White’s report says that if the criminal justice statistics are accurate, the 152 homicides in Jackson during 2021 cost governments and taxpayers somewhere between $136 million and $182 million.

The report also cited National Bureau of Economic Research information that says each additional police officer employed can prevent between 0.06 and 0.10 homicides per year. To put it another way, every 10 officers added to a police department have the potential to eliminate one homicide annually.

This is particularly relevant to Mississippi.

“Since 2018, Mississippi has had a higher homicide rate than any other state in the country,” White’s report said. “Jackson, the state capital, had more homicides per capita than any other major metropolitan area in the country last year. Hinds County, home of the state’s capital city, has led the state in reported homicides for all years with available data.”

So it’s not just Jackson. The city gets the most publicity about its homicides because the city’s media outlets rightfully report them in detail. But the entire state leads the nation in the percentage of residents who die as a result of a violent crime.

White’s point is that these fatalities, in addition to the lives cut short and the pain inflicted on the victim’s survivors, come with a sizable financial price. And research indicates that one way to reduce that is to increase the number of police officers.

There’s more to be done, though. The report notes that if Jackson hired 100 more police officers, they would prevent an estimated 6 to 10 homicides per year. That’s not a large number of the city’s 152 deaths last year.

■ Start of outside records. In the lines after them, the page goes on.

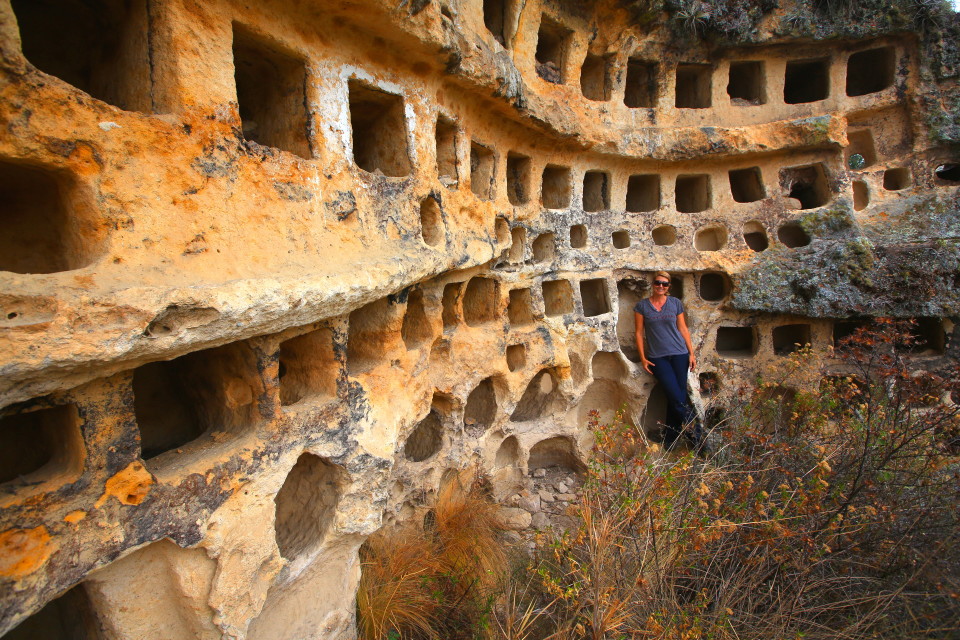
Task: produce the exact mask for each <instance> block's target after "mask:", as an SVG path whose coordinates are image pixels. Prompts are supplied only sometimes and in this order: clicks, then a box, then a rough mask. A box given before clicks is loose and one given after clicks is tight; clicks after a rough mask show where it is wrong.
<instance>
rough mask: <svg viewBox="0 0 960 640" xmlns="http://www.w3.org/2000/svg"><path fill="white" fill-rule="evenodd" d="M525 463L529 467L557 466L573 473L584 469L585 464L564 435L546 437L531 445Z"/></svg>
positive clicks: (566, 470) (568, 438)
mask: <svg viewBox="0 0 960 640" xmlns="http://www.w3.org/2000/svg"><path fill="white" fill-rule="evenodd" d="M527 465H528V467H529V468H530V469H546V468H548V467H559V468H561V469H563V470H565V471H571V472H574V473H582V472H583V471H586V466H585V465H584V464H583V463H582V462H581V461H580V459H579V458H577V456H576V454H575V453H574V448H573V441H572V440H571V439H570V438H567V437H564V436H556V437H553V438H547V439H546V440H541V441H540V442H538V443H537V444H535V445H533V447H531V448H530V458H529V459H528V462H527Z"/></svg>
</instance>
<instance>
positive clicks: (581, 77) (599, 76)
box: [580, 53, 610, 101]
mask: <svg viewBox="0 0 960 640" xmlns="http://www.w3.org/2000/svg"><path fill="white" fill-rule="evenodd" d="M580 91H581V93H583V97H584V98H586V99H588V100H596V101H602V100H609V99H610V58H609V57H605V56H597V55H593V54H592V53H588V54H587V57H586V59H585V60H584V61H583V66H582V67H580Z"/></svg>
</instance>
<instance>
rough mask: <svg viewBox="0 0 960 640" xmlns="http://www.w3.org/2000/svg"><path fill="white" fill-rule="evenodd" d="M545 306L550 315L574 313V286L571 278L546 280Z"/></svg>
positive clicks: (543, 300)
mask: <svg viewBox="0 0 960 640" xmlns="http://www.w3.org/2000/svg"><path fill="white" fill-rule="evenodd" d="M543 306H544V309H545V310H546V314H547V315H548V316H562V315H565V314H567V313H573V287H572V286H571V285H570V281H569V280H544V282H543Z"/></svg>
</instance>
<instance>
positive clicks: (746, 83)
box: [727, 61, 767, 105]
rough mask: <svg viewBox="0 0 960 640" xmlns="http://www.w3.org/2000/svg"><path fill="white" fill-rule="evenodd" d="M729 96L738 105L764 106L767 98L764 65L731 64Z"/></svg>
mask: <svg viewBox="0 0 960 640" xmlns="http://www.w3.org/2000/svg"><path fill="white" fill-rule="evenodd" d="M727 95H729V96H730V101H731V102H732V103H733V104H736V105H752V104H764V103H765V102H766V101H767V96H766V91H765V90H764V74H763V63H762V62H758V61H749V62H731V63H730V76H729V80H728V81H727Z"/></svg>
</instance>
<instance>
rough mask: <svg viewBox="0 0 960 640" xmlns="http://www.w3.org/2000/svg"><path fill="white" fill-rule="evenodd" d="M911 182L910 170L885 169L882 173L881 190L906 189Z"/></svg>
mask: <svg viewBox="0 0 960 640" xmlns="http://www.w3.org/2000/svg"><path fill="white" fill-rule="evenodd" d="M911 182H912V180H911V177H910V169H908V168H906V167H898V168H896V169H887V170H886V171H884V172H883V188H884V189H886V190H887V191H899V190H900V189H906V188H907V187H909V186H910V184H911Z"/></svg>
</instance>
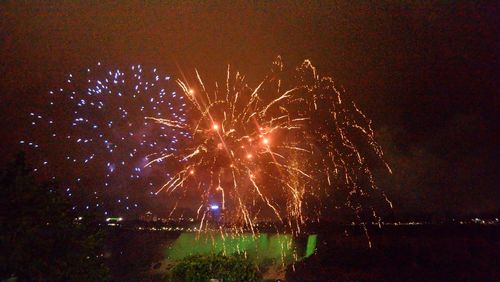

The report said preventing those homicides would save $5.4 million to $12 million in government expenses, and suggests further savings in life and money if those savings are put back into hiring even more officers.

Left unaddressed in the report is how a city or county with a high homicide rate should pay for extra officers. To reduce deaths and save money, they have to make the law enforcement investment up front. That’s a challenge.

Also, White suggests that Mississippi should incarcerate violent criminals for longer stretches of time. That seems to be a throw-back to the tough-on-crime posture Mississippi took in the mid-1990s, which produced a “truth-in-sentencing” law that became prohibitively expensive.

Still, this is an interesting report from White. It certainly adds to the belief that, like his auditor predecessors Phil Bryant and Ray Mabus, he has his sights set on higher office.